続き。

バンド?は相変わらずだった。楽しかったけど同じ年くらいでバリバリやっている連中を観てこんなのじゃいけないと思っていた。でも方法が解らなかったし、今思えば練習法や奏法なんて個人の自由というかどんなのでもいいと思えるが当時はそうは思えなかった。中学3年生になると日本のインディーズのパンクやらモッズやらアナーキーやらルースターズを聴く連中が増えてきた。洋楽友達もそういう音楽を聴き始めていて何となく疎遠になっていった。
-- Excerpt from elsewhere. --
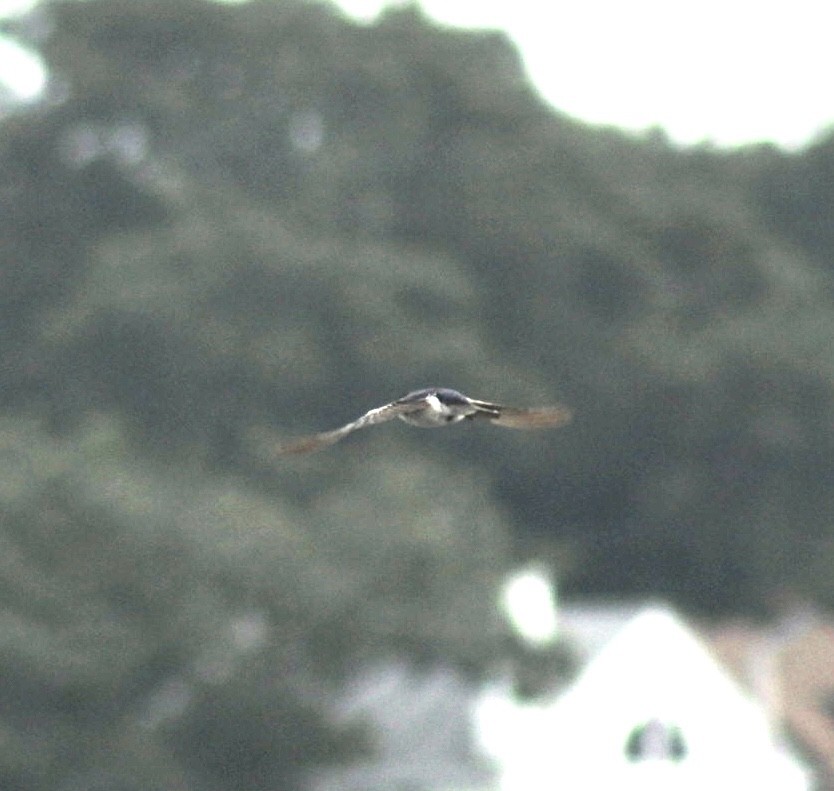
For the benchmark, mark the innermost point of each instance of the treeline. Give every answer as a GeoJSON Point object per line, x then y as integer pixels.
{"type": "Point", "coordinates": [225, 225]}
俺は日本のパンクとかロックに馴染めなかったし何か怖い感じがして嫌だった。俺は俺でのめり込める音楽に出会えてなかったがあるギターに衝撃を受ける。フェンダーギブソンも古臭く感じてたし値段も高いからグレコとかトーカイなんだけどピンっとくるものが無かったのだがスタインバーガーを初めて見た時にこれだ!!と思った。吉川晃司も使っていたし斬新なルックスが俺には眩しく見えたが値段は当時で70万円くらいだったと思う。無理だ。諦めかけてた頃にホーナーというメーカーからライセンスで安い値段のが出る事を知り狂喜乱舞だった。材質は木だったがそんなのは関係無い、ルックスが重要だ。ヘッドが無いギターなんて見た事無かったし四角い形も気に入った。俺はこれを手に入れてやる。母親と約束した高校の入学祝いはこれに決まりだ!!スタインバーガーを手に入れるんだ。安くてもライセンス品だし丸っきりの偽物じゃない。俺はスタインバーガーの写真を部屋に飾り見るたびに溜息をついていた。俺はバカだったので高校に入るには勉強をしなければいけないと思い一応、軽く勉強してみた。俺の学校では中学3年生になると月例テストというのをやっていて偏差値だとか順位だとか志望校の合格確率などが出るテストだった。俺は小中と勉強が大嫌いだったので勉強はした事無かったし宿題もやった記憶が無い。細かい事は忘れたが最初のテストはかなり下の方だったが軽く勉強するとみるみる成績は上がっていった。それなりに志望校があったので軽くやっていた勉強を猛勉強にシフトして、スタインバーガーの写真を見ながら頑張ったら合格率が90%になった。志望校は特種な学校で60人しか募集しないような学校でデザインの学校だった。私立の学校だったがもの凄く学費が高く本当に特種な学校で単願や推薦が無いと入れないような学校だったが俺は内申点が悪かったので何も無いまま受ける事になる。合格率90%だからと余裕をかましてたところもあった。これで受かればカッコイイのだがまんまと落ちた。やべー、他の高校の事なんて考えてなかった、どうしようか。スタインバーガーが遠のいてしまうし労働はしたくない。嫌だったが先生に相談してみるとデザインがやりたいなら建築を学んでもいいんじゃないか?その一言で決まりだ!!ガウディーとかフランクロイドライトとかカッコイイもんな。都立の建築科を受ける事にした。そこも募集人員が少ない学校だったが都立なら余裕だ。で、無事に合格。合格の嬉しさよりもギターだった、それもスタインバーガーだ。ホーナーだけどね。父親の友人に楽器屋がいたのでホーナーの写真を渡してこれを買ってくれと頼んだ。取り寄せに数日かかるとの事だったが待つのも楽しいもんだ。指折り数えたよ。数日後、父親がホーナーのスタインバーガーを肩にかけて家に帰ってきた!!うわー、小いせー、早く中身が見たい。父親から奪い取るようにしてケースを開けるとスタインバーガーだ!!ホーナーだけど俺にはこれで丁度いい。70万円も出せないからね。弾き易いように動く鉄板が付いていて座って弾くのも楽チンだ。もう、ハニーとはおさらばだ。俺にはスタインバーガーがある。早くバンド?のメンバーに見せたかったが自分の部屋へ戻りずっと弾いていた。相変わらずへたくそだったけど指は固くなってきていた。